Art. 397 CP. Lorsque le requérant rend vraisemblable le fait nouveau sérieux
qu'il allègue, il y a lieu de donner suite à la demande de révision.
Art. 397 CP. Se l'istante rende verosimile il nuovo fatto rilevante da lui
asserito, devesi dare corso all'istanza di revisione.

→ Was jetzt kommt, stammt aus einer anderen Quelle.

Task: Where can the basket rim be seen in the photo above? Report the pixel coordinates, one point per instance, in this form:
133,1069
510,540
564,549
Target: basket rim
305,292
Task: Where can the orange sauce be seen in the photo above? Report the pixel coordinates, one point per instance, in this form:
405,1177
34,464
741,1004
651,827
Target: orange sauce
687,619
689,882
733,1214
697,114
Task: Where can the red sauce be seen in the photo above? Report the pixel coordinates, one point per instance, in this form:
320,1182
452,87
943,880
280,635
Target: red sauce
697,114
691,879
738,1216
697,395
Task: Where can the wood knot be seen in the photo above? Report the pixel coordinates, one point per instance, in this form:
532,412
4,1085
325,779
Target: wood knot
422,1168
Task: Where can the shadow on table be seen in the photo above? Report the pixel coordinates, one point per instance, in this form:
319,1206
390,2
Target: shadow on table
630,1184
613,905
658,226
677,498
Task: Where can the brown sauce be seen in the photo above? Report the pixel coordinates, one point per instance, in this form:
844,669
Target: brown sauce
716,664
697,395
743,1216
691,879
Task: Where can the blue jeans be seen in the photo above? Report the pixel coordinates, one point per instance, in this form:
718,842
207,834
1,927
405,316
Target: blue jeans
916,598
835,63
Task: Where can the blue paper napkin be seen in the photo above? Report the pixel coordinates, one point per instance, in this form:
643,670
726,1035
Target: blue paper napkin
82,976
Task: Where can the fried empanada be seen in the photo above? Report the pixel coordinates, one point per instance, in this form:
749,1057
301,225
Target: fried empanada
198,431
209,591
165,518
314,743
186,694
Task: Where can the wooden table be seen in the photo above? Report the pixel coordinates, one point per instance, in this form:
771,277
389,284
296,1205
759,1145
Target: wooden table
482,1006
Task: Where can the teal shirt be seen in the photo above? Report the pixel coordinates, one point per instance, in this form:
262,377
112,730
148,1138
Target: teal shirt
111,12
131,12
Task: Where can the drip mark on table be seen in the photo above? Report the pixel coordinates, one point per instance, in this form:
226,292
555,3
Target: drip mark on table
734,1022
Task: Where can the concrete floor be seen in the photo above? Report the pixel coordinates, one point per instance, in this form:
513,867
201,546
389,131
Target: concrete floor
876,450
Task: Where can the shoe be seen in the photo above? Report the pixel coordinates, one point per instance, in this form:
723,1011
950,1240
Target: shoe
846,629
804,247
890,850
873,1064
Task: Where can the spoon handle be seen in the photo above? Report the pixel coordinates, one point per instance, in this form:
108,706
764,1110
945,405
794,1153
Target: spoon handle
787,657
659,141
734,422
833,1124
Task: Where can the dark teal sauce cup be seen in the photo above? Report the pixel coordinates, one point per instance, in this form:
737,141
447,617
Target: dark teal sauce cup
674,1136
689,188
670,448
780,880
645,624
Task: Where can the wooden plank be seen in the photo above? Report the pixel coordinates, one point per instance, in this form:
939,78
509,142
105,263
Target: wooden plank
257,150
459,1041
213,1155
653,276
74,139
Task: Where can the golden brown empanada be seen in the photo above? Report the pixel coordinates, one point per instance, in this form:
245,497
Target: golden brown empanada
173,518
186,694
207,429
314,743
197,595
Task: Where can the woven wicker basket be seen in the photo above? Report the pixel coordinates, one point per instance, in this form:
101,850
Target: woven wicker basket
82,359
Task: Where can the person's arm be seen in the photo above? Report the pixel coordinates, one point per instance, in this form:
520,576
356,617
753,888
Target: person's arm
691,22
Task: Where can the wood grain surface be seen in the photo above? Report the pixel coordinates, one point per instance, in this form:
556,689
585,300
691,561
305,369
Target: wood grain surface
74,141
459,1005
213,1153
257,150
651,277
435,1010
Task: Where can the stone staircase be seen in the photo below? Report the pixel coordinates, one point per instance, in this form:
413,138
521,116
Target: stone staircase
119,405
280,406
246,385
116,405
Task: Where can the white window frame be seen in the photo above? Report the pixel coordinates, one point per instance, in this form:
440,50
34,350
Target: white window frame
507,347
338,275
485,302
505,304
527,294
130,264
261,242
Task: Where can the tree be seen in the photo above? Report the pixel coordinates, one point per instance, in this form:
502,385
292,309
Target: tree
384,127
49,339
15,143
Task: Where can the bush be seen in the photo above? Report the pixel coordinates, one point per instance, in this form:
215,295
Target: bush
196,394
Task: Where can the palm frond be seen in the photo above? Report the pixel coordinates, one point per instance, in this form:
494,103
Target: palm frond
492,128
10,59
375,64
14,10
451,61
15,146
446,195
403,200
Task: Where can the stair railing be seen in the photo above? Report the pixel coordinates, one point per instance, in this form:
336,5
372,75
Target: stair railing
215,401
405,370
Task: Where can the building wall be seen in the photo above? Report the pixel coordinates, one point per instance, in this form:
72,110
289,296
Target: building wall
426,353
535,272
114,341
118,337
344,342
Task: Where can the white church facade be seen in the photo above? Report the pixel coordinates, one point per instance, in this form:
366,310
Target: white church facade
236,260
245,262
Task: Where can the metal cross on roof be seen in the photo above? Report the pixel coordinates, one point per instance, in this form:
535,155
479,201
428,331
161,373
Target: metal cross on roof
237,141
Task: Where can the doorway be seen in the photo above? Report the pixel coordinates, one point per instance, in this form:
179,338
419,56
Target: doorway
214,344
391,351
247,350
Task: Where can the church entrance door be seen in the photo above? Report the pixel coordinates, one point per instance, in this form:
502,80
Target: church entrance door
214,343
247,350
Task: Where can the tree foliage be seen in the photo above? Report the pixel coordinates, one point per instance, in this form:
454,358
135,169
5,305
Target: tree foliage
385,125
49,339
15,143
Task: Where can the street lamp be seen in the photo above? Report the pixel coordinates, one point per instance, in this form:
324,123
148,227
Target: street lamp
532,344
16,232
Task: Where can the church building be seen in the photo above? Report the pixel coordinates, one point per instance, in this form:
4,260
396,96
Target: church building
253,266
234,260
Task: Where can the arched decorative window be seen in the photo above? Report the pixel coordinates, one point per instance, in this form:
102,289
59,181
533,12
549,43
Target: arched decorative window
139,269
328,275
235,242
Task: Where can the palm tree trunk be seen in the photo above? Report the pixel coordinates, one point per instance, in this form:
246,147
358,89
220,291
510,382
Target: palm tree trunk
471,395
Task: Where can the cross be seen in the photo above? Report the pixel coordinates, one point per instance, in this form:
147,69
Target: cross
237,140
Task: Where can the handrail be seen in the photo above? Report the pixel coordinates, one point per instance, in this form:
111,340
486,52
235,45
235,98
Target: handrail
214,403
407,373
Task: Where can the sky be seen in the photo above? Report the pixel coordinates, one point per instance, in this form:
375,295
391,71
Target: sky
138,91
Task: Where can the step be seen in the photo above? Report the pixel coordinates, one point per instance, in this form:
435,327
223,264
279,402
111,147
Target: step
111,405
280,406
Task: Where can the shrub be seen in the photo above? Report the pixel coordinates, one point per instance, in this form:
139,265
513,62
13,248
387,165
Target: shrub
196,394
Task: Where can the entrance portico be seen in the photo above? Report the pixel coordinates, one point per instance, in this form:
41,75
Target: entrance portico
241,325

A. ­ Regazzoni beantragte dem Obergericht des Kantons Luzern am 23. Oktober
1946 die Wiederaufnahme eines Verfahrens, in welchem er erstinstanzlich durch
das Kriminalgericht und auf Appellation hin am 13. Mai 1940 durch das
Obergericht in Anwendung eidgenössischen Rechts wegen Diebstahls und
Sachbeschädigung zu sechs Monaten Gefängnis verurteilt worden war. Er berief
sich auf ein bei den Akten der Begnadigungskommission liegendes privates
ärztliches Gutachten vom 1. Juni 1946. Dieses bezeichnet ihn als
stimmungslabilen Psychopathen, der in seinen Verstimmungszuständen zu
affektiven Deliktshandlungen neige, für welche eine verminderte
Zurechnungsfähigkeit anzunehmen sei, indem die intellektuellen Hemmungen
ausgeschaltet seien und der Täter mehr triebhaft handle. Weiter sagt es, der
Zustand, der im Jahre 1946 zu den Diebstählen Anlass gegeben habe, sei mehr
reaktiv exogener Natur gewesen, nämlich durch Krankheit und Ehezerrüttung
bedingt.
B. ­ Das Obergericht wies das Wiederaufnahmegesuch am 25. November 1946 ab mit
der Begründung, dass Privatgutachten nach den Vorschriften des Strafverfahrens
und nach ständiger Rechtsprechung keinen Beweiswert hätten.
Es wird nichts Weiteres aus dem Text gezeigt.